Built as a commercial venture in 1793 by Elisha Wheeler and Asher Goodnow, the Federal-style Hosmer House is named in memory of Reverend Edwin Barrett Hosmer, father of artist Florence Ames Hosmer (1880–1978), who purchased the house in 1897.
A graduate of the Massachusetts College of Art, where she later served on the faculty, Florence Hosmer fully supported herself by selling paintings commissioned by dignitaries, musicians, friends, and relatives, and by teaching art in private and public schools. She maintained a studio and tearoom on Newbury Street in Boston in the 1940s and spent her summers at artist colonies in Peterborough, New Hampshire, Ogunquit, Maine, and on Cape Cod in Massachusetts. Hosmer’s paintings have been displayed by The Copley Society and The International Institute of Boston, and are in the permanent collections of the Essex Institute of Salem, Massachusetts, Dartmouth College in New Hampshire, the Danforth Museum in Framingham, Massachusetts, the Park Street Church in Boston, and in private collections.
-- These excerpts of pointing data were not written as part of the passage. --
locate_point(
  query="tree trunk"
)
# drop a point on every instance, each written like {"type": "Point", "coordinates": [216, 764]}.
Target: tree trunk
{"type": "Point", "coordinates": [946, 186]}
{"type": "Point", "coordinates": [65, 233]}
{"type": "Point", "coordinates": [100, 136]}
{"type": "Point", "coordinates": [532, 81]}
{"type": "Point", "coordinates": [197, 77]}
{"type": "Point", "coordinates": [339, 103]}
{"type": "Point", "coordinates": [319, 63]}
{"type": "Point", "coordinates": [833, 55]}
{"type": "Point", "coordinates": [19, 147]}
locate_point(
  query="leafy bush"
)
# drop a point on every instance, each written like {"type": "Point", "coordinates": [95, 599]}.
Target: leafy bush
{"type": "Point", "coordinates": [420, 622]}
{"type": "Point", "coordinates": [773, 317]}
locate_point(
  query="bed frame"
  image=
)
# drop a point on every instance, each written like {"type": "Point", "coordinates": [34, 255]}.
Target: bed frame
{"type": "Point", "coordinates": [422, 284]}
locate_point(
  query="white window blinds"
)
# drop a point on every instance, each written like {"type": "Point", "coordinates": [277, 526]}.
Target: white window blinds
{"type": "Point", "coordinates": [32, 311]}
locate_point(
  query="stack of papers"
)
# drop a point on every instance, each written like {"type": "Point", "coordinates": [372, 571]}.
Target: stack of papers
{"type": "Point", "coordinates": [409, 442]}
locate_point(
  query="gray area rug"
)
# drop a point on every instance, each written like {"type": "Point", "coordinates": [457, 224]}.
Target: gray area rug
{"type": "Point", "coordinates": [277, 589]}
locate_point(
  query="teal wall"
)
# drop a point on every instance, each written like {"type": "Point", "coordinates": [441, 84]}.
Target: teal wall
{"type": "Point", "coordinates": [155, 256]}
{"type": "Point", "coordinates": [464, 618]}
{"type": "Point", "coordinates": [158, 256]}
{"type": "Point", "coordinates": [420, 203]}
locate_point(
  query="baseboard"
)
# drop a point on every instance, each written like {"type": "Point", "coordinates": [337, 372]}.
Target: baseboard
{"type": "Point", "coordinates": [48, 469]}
Hosmer deeded the property to the Town of Sudbury in 1959 with the condition that the Town provide for her care until her death, stipulating the house and its contents remain on display to the public as a memorial to her father. She also left over 450 of her paintings to the Town, many of which are on display at the house.
The Hosmer House is managed by the Sudbury Historical Commission, and is open to the public on major holidays and the first weekend in December.